Slavery in the vast British Empire was abolished in 1833 initiated by this act: Slave emancipation: crown slaves. Return to an address to his majesty 18 August 1831 and remained in the US until 1863, when after a fierce Civil War, the “peculiar institution” was ended a mere hundred and fifty-six years ago, with the legacy lasting even today. So immersed were the elite in Locke’s classical liberal ideal of private property that the Act ending slavery promised reparations to the slave owners. The nation of Haiti paid reparations to France until 1947.
No wonder Ta-Nehisi Coates and others are calling for reparations today for the victims of European colonial enslavement. (https://www.theatlantic.com/magazine/archive/2014/06/the-case-for-reparations/361631/)
Slave emancipation: crown slaves. Return to an address to his majesty 18 August 1831 (Great Britain). Alan Sussman Rare Book Collection at the Stevenson Library, Bard College. Call # HT731 .S5 1831.
Stedman's Narrative, of a five years’ expedition, against the revolted Negroes of Surinam, by Captn. J.G. Stedman, 1st ed., London, Johnson and Edwards (1796) is a fascinating and troubling book, both visually and in terms of content, one that warrants more research to untangle its complex meanings. John Gabriel Stedman was a British-Dutch colonial assigned to repress uprisings of maroons, self-liberated Africans who revolted against enslavement and lived in remote communities in defiance of plantation slavery in the colony of Surinam.
Narrative, of a five years’ expedition, against the revolted Negroes of Surinam, by Captn. J.G. Stedman. London : Printed for J. Johnson, St. Paul's Church Yard, & J. Edwards, Pall Mall. 1796. Alan Sussman Rare Book Collection at the Stevenson Library, Bard College. Call # F2410.S81 vols 1 and 2. 1796.
Joseph Johnson, the radical publisher in London of Mary Wollstonecraft’s Vindication of the Rights of Woman, an early feminist treatise, brought into print the diary Stedman kept of his experiences, including his complex feelings about the torture he witnessed. Johnson commissioned the revered artist William Blake to provide illustrations and the work became a central text in the abolitionist movement. Consider this convoluted tale.

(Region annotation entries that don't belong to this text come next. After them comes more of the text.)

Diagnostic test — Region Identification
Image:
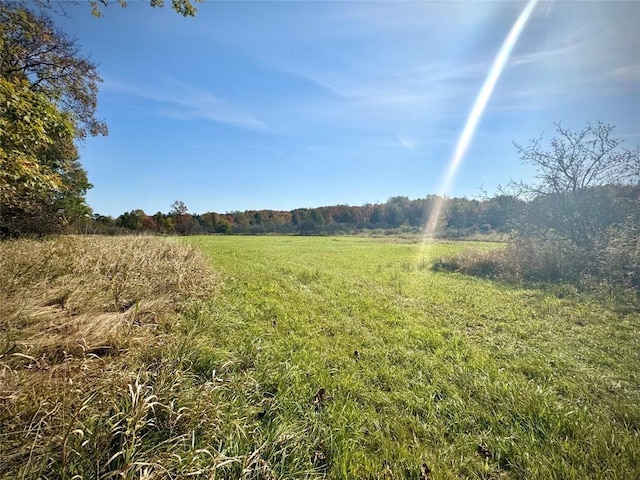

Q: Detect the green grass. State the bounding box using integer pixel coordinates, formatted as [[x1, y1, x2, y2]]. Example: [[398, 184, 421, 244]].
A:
[[178, 237, 640, 479], [0, 236, 640, 480]]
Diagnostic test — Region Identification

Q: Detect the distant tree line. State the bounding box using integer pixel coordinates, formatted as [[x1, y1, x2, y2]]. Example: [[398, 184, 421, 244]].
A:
[[84, 195, 525, 238]]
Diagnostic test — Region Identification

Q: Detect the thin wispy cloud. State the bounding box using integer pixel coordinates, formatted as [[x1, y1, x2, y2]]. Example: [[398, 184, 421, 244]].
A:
[[105, 79, 269, 131], [396, 134, 416, 150]]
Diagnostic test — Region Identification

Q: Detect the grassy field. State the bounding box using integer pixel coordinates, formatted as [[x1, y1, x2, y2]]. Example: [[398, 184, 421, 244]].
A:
[[0, 236, 640, 480], [182, 237, 640, 479]]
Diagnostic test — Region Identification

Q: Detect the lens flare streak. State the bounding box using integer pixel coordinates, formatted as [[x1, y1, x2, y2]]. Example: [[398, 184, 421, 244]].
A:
[[422, 0, 538, 240]]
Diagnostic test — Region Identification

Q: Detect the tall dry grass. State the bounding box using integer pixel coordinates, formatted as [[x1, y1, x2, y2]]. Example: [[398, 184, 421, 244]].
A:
[[0, 236, 219, 479]]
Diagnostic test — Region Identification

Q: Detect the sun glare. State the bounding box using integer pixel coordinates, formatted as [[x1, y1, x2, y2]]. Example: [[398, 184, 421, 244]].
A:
[[422, 0, 538, 251]]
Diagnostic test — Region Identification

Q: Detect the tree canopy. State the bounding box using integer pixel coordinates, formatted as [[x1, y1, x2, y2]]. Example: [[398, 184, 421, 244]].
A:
[[0, 3, 96, 236], [0, 3, 107, 138]]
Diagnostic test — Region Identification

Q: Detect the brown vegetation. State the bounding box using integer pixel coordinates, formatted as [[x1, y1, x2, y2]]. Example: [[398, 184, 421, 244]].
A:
[[0, 237, 218, 478]]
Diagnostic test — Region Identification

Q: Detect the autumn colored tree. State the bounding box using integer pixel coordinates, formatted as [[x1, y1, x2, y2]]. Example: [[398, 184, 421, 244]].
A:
[[0, 77, 91, 236]]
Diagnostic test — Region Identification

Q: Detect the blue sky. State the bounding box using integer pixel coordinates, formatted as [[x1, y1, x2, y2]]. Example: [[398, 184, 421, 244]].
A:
[[55, 1, 640, 216]]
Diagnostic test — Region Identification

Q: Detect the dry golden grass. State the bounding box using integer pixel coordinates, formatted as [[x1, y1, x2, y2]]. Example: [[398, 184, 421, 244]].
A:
[[0, 236, 219, 478], [0, 236, 216, 357]]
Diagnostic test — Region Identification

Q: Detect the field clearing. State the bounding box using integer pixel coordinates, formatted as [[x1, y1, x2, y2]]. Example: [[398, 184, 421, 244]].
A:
[[0, 236, 640, 480], [188, 237, 640, 479]]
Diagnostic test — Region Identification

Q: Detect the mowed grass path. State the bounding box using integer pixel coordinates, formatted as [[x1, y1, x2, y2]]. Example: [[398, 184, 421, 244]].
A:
[[185, 237, 640, 479]]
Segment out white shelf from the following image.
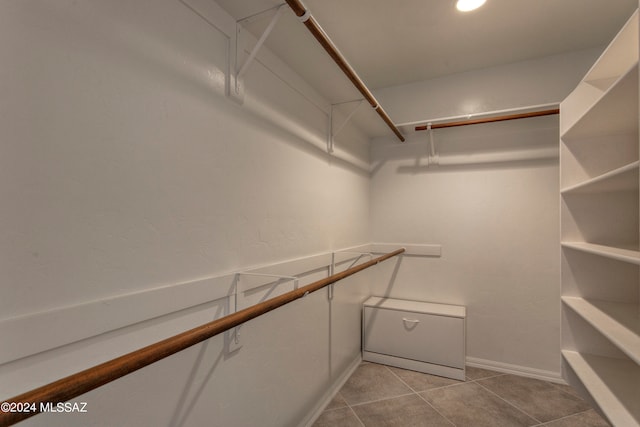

The diary of a Euro-colonial sent to South America to obliterate African maroon self-liberators became a springboard for the abolition of the slave trade.
“March thro’ a swamp, Or March in Terra Firma,” engraving by William Blake, in J. G. Stedman’s Narrative of Five Years Expedition Against the Revolted Negroes of Surinam in Guiana on the Wild coast of South America in the Years 1772 to 1777 (1st ed., London, 1796) from the Alan Sussman Rare Book Collection, Stevenson Library, Bard College.